Investigative Post reported Palmeri’s lawsuit last June.
The couple bought their house on Upper Mountain Road in 2011. Six years later they joined more than a dozen owners of properties in suing Union Carbide and related Niagara County companies that processed radioactive ores for the U.S. government and private commercial uses “as early as 1940 and continuing through the 1970s.”
In 2018, Tracey Palmeri was diagnosed with breast cancer.
In 2021, the U.S. Environmental Protection Agency evacuated the Palmeris from their home, after investigators found radiation levels 50 times higher than what the agency considers a safe background level.

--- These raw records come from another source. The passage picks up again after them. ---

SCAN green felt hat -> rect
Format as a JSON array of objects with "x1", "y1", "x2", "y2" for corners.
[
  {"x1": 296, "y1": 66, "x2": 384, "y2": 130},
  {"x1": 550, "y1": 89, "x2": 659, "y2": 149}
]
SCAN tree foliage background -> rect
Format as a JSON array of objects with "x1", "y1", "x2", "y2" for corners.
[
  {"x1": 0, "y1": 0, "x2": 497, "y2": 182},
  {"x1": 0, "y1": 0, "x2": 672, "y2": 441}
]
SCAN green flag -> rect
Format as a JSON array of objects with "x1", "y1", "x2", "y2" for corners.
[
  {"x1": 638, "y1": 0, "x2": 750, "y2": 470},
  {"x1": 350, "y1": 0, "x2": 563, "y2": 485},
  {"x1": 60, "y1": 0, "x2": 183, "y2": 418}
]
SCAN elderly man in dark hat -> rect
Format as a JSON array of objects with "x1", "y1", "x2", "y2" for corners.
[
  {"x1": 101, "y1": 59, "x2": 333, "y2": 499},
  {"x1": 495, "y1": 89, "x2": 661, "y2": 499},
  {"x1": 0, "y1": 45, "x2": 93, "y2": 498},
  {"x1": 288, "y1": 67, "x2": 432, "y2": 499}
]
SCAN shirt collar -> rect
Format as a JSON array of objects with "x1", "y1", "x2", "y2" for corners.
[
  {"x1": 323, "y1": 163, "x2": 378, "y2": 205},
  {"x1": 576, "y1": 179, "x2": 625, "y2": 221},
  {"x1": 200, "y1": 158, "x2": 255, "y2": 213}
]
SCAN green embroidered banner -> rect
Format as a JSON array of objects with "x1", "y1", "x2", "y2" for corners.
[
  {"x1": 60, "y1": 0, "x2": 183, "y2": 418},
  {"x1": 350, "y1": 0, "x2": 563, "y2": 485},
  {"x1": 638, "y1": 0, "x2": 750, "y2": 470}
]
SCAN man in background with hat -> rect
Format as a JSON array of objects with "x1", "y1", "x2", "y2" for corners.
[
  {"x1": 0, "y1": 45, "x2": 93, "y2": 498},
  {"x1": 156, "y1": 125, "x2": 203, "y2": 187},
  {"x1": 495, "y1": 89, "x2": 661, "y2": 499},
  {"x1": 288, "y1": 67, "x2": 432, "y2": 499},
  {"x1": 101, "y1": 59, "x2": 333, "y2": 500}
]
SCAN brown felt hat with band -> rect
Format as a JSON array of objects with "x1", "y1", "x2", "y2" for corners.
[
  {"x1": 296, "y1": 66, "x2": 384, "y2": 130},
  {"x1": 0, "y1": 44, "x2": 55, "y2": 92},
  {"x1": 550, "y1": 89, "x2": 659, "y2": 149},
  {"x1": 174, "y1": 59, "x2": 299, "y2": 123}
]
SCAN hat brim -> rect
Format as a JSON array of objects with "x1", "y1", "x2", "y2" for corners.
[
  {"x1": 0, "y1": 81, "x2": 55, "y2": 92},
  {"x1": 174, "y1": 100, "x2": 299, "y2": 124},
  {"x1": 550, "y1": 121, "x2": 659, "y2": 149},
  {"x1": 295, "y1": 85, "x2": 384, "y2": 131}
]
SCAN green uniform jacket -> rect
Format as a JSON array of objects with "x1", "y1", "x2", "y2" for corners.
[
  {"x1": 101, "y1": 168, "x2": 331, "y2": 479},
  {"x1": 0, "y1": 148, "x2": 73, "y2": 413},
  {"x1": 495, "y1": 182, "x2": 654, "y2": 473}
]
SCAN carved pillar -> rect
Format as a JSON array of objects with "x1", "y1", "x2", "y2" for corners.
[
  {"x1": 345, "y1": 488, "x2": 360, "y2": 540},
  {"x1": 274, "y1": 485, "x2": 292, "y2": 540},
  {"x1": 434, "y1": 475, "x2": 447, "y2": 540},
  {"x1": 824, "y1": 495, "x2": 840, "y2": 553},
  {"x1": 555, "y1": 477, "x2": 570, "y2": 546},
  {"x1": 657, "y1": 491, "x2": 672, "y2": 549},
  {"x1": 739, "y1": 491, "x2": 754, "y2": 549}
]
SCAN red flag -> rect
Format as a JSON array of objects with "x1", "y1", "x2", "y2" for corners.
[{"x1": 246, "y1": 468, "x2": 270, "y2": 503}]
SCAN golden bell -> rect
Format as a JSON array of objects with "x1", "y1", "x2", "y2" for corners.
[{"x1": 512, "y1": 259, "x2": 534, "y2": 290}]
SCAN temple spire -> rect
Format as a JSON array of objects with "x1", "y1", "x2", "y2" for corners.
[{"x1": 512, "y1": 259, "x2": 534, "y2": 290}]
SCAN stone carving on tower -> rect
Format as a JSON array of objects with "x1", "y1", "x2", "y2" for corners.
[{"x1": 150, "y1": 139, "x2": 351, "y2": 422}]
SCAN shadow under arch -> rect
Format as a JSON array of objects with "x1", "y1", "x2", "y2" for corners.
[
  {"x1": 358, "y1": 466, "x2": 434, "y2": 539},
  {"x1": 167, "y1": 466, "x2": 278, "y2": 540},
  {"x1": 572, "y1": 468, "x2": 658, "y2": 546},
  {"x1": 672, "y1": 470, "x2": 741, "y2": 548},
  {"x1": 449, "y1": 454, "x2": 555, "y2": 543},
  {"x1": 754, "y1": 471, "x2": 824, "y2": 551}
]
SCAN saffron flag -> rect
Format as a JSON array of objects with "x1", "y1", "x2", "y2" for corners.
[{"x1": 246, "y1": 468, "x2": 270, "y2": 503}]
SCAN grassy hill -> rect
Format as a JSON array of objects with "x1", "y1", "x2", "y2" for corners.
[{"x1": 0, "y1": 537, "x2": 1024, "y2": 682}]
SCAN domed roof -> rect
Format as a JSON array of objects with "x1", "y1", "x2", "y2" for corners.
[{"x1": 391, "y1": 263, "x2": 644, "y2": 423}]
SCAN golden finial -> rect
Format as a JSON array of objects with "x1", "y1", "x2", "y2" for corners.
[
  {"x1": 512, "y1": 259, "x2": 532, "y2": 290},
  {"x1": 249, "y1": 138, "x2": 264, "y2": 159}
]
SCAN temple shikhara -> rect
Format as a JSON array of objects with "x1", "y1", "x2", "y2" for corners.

The EPA then spent three years and $7 million to remove 4,800 tons of radioactive fill from the Palmeri property and an adjacent lot. Toward the end of the remediation, investigators found substantial evidence the waste had been dumped there by a now-defunct company called Titanium Alloys Manufacturing Co.
This evidence included metal plates bearing the company’s name covered by “black fine grain radioactive sand” and other industrial waste.
The EPA also matched the waste to products for which the company was the sole source in the 1950s, when the Palmeri house was built.
Tracey Palmeri died in April 2022. Palmeri’s lawyers say their client learned of the EPA’s findings about Titanium Alloys Manufacturing Co.’s relationship with the radioactive waste in October 2023.
Philip Palmeri last April sued the company’s corporate parent, NL Industries, Inc. — also known as National Lead — blaming the company’s “gross recklessness and deliberate disregard for the interests of others in the community” for his wife’s death.
Roemer, in a decision issued March 12, agreed with the defendant’s attorneys that the clock on the two-year statute of limitations started ticking when Tracey Palmeri was first diagnosed in 2018 — not when she died, and not when her husband learned who was responsible for the waste that might have caused her illness.
The magistrate judge acknowledged it was “unclear” how the Palmeri “could reasonably have identified a party to sue” within that two-year window, given that the EPA did not begin digging until September 2021 — three years after Tracey’s diagnosis and five years before the EPA matched the company to the waste.
Palmeri’s attorneys last Wednesday filed their objections to Roemer’s ruling, arguing the magistrate judge “erred in dismissing the suit as untimely” because “it was commenced within two years of Tracey’s death on April 25, 2022.”
“The action was commenced promptly after the cause of Tracey Palmeri’s lethal cancer was identified,” John Horn of the firm Harter Secret Emery told Investigative Post.
“That cause was [NL Industries’] radioactive waste, which USEPA concluded in the summer of 2023 had been present on the Palmeris’ property during the entire time they lived there from 2011 until 2021, when they were forced to evacuate their home.”
Roemer’s recommendation that the lawsuit be dismissed will be reviewed by U.S. District Court Justice John Sinatra, who is hearing the case.